La flambée du pétrole à 100 dollars le baril brise le rebond post-pandémique des titres aériens, les actions des principaux transporteurs américains s’effondrant sous des niveaux de support technique clés alors que la guerre en Iran revalorise le risque de voyage dans tout le secteur.
- Le titre AAL est en mouvement. Voir le graphique et le mouvement des prix ici.
Les actions de Delta Air Lines Inc. (NYSE:DAL), (NYSE:DAL) , United Airlines Holdings Inc. (NASDAQ:UAL) et American Airlines Group Inc. (NASDAQ:AAL), ont creusé leurs récentes pertes cette semaine alors que le baril de Brent a dépassé la barre des 100 dollars, pour se rapprocher brièvement des 105 dollars dans un contexte où les craintes d’une pénurie s’intensifient et où la guerre avec l’Iran ainsi que des attaques contre des navires dans le détroit d’Hormuz ont été signalées.
Les taureaux du secteur aérien ont commencé l’année en pariant sur le fait que des prévisions optimistes finiraient par coller. Ils ont vanté l’année 2026 comme s’il s’agissait d’une piste d’atterrissage dégagée plutôt que d’un titre de récupération susceptible de connaître des turbulences.

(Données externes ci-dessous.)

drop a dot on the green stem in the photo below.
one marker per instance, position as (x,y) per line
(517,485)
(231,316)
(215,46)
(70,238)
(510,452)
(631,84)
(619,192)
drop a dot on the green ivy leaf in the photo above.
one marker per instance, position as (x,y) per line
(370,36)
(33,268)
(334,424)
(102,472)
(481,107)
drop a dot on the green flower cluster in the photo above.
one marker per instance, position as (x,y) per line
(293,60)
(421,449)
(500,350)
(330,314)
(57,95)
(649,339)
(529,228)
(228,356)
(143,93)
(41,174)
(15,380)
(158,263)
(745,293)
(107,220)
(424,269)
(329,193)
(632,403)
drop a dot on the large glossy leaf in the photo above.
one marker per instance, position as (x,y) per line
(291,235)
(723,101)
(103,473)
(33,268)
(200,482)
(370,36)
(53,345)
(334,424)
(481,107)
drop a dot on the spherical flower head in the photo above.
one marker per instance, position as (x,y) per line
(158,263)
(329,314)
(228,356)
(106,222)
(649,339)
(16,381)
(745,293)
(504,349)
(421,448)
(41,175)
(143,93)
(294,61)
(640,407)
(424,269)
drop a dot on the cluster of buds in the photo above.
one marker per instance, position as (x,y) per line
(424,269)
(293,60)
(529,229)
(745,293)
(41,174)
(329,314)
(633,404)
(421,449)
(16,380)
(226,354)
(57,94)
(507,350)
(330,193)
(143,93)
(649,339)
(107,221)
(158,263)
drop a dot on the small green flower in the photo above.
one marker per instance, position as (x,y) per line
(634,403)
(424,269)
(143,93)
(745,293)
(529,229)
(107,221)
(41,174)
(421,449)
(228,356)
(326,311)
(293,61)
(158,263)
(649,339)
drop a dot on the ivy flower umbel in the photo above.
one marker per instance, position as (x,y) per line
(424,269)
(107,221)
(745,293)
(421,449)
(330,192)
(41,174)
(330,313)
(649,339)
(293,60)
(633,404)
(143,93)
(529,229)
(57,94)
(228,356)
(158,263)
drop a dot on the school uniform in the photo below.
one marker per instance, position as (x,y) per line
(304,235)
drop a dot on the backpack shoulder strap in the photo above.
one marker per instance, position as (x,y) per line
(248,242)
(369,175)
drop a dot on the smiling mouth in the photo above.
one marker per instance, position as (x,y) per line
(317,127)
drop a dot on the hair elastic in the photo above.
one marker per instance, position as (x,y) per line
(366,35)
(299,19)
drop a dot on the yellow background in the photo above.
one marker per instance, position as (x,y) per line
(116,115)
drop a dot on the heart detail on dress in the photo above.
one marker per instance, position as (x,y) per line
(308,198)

Les dirigeants des compagnies aériennes ont beaucoup parlé. La confiance de Delta dans une croissance de 20 % des bénéfices et les plans d’American pour associer des profits plus élevés à plus de 2 milliards de dollars de flux de trésorerie disponibles ont contribué à alimenter une rotation dans le groupe. Et les investisseurs se sont concentrés sur l’idée d’une demande de voyages normalisée, d’une capacité disciplinée et d’une amélioration des bilans.
Les estimations consensuelles grimpaient lentement et les multiples de valorisation avaient commencé à se réévaluer à partir des creux post-pandémie. Le secteur, ont affirmé les experts, était un gagnant cyclique dans le récit d’un atterrissage en douceur post-COVID.
Puis la guerre a commencé en Iran.
Mouvements récents des titres aériens
Delta, United et American ont chuté entre 15 % et 20 % au cours du mois dernier, brisant des niveaux de support à court terme alors que les investisseurs se sont précipités pour revaloriser les coûts du carburant et le risque de la demande.
Les trois titres aériens sont en dessous de leurs moyennes mobiles sur 20, 50 et 200 jours, comme l’illustrent les graphiques ci-dessous :



Les prises de bénéfices ont été larges. Le ETF U.S. Global Jets (NYSE:JETS), un indicateur populaire des actions du secteur aérien, a chuté de plus de 18 % sur la même période, reflétant ainsi une pression à l’échelle du secteur, les prix du kérosène ayant doublé dans certaines régions par rapport aux niveaux d’avant-guerre.
Southwest Airlines Co. (NYSE:LUV), en baisse de 25 %, et JetBlue Airways Corp. (NASDAQ:JBLU), en baisse de 30 %, ont été particulièrement touchés, les traders sanctionnant les transporteurs les plus exposés au trafic domestique de loisirs et au trafic sensible aux prix.
Perspectives
Le mouvement des prix dans le secteur de l’énergie dépasse celui des compagnies aériennes.
Le pétrole brut WTI a grimpé d’environ 55 % au cours du mois dernier et se situe à ses niveaux les plus élevés depuis 2022, les réductions d’approvisionnement et les perturbations liées à la guerre dans le transport maritime faisant rage sur les marchés pétroliers, tandis que certains indices de référence du kérosène ont encore plus augmenté.
La plupart des grandes compagnies aériennes américaines ont largement abandonné la couverture du carburant, laissant ainsi leurs bilans entièrement exposés aux pics de prix au comptant.
Delta a précédemment estimé à 40 millions de dollars ses dépenses annuelles supplémentaires en carburant pour chaque augmentation d’un cent du prix du kérosène, ce qui implique un coup dur aux bénéfices de 2026 si les prix élevés persistent.
Pour défendre leurs marges, les compagnies aériennes ont déjà annoncé des hausses de tarifs et réduit leur capacité sur certaines liaisons long-courriers et celles adjacentes au Moyen-Orient, même si elles redirigent les vols pour éviter les espaces aériens fermés.
Avec le pétrole toujours en train de planer à 100 dollars le baril et les titres aériens se négociant en dessous des niveaux clés des graphiques, les investisseurs considèrent le secteur comme un indicateur en première ligne du risque géopolitique dans la nouvelle phase de la guerre Iran-USA.